Loading

Apparaatbeheer

Inleiding

Alle cloud-toepassingen maken gebruik van de apparaten die in deze werkruimte zijn opgezet.

U moet eerst apparaten aan deze lijst toevoegen en deze als [Geregistreerd] markeren.

Beschikbare bewerkingen

Zodra een apparaat in de lijst is geselecteerd, worden, afhankelijk van de status ervan, bepaalde handelingen beschikbaar.

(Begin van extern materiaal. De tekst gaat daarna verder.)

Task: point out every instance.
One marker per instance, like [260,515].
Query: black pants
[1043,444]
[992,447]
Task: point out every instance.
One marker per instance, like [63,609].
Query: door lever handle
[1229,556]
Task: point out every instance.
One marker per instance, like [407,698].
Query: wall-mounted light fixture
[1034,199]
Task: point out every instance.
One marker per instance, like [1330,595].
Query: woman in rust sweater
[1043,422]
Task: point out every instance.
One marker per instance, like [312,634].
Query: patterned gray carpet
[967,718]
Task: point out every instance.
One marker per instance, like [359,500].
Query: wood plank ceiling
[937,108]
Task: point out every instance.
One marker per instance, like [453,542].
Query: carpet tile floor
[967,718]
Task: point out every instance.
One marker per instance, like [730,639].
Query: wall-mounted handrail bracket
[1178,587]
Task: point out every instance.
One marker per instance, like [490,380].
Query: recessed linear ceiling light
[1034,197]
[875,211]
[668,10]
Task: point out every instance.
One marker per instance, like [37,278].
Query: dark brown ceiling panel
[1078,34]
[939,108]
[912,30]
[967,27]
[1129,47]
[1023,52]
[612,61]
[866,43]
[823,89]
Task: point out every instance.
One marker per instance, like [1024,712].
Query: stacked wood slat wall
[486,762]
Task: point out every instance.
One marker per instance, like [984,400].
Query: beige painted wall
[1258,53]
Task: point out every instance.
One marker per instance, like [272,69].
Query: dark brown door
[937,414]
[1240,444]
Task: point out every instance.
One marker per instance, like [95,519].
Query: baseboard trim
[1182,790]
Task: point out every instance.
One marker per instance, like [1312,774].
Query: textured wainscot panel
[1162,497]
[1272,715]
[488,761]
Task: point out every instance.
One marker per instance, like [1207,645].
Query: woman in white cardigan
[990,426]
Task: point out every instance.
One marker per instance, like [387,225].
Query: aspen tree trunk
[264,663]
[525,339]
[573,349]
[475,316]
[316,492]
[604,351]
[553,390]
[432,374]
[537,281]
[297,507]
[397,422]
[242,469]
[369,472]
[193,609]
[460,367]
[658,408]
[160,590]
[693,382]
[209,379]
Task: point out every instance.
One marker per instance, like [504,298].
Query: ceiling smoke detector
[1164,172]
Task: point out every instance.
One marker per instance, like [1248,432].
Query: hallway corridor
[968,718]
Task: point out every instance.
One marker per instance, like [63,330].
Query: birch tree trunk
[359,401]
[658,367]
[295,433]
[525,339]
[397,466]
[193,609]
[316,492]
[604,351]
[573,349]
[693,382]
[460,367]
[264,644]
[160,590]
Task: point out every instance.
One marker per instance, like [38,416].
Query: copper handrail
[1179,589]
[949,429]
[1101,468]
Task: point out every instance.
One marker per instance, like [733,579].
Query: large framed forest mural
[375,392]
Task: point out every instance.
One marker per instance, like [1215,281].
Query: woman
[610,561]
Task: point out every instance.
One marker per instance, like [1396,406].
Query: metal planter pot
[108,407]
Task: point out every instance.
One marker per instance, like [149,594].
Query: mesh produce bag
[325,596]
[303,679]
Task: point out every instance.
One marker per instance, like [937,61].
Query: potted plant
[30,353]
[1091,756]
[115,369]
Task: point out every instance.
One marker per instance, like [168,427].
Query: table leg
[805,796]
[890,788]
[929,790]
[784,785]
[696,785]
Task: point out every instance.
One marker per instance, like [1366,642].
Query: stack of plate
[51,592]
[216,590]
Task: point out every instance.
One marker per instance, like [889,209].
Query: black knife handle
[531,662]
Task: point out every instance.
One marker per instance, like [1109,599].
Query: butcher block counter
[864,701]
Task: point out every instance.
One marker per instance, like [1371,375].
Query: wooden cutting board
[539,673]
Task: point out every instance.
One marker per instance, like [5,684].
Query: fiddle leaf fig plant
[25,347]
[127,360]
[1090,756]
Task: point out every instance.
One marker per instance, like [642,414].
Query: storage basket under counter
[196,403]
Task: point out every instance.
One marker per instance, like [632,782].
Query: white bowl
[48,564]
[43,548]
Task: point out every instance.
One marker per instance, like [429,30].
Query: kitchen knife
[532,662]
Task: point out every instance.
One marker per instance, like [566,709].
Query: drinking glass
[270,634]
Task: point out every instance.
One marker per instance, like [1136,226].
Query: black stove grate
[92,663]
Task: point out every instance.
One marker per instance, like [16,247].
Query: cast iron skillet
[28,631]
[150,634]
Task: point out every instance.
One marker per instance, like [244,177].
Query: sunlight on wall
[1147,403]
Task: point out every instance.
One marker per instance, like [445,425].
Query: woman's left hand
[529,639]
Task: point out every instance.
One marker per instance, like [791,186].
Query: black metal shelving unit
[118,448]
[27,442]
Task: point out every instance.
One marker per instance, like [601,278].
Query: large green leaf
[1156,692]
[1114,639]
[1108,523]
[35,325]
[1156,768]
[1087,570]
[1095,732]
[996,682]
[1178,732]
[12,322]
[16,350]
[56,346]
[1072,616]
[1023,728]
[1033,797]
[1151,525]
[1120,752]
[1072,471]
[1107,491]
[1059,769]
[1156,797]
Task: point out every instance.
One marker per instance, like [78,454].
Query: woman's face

Gebruik de pictogrammen op de geselecteerde rij om de status van het apparaat te wijzigen:

  • Het apparaat verwijderen:

    Met deze bewerking wordt het apparaat uit de lijst verwijderd.

    Toepassingen en andere gebruikers hebben geen toegang meer tot dit apparaat.

  • Het apparaat afmelden: .

    Deze bewerking zorgt ervoor dat het apparaat wel in de lijst blijft staan, maar toepassingen en andere gebruikers hebben geen toegang meer tot dit apparaat.

    OPMERKING

    Deze bewerking is alleen beschikbaar voor [Geregistreerde] apparaten.

  • Registreer het apparaat: .

    Met deze bewerking wordt het apparaat geregistreerd voor gebruik door de gebruikers van de huidige tenant.

    OPMERKING

    Deze instelling is alleen beschikbaar voor [Ongeregistreerde] apparaten.

  • Het apparaat overnemen van een andere tenant: .

    Met deze bewerking wordt het apparaat geregistreerd voor gebruik door de gebruikers van de huidige tenant.

    OPMERKING

    Deze bewerking is alleen beschikbaar voor apparaten die al door een andere tenant zijn [Geregistreerd].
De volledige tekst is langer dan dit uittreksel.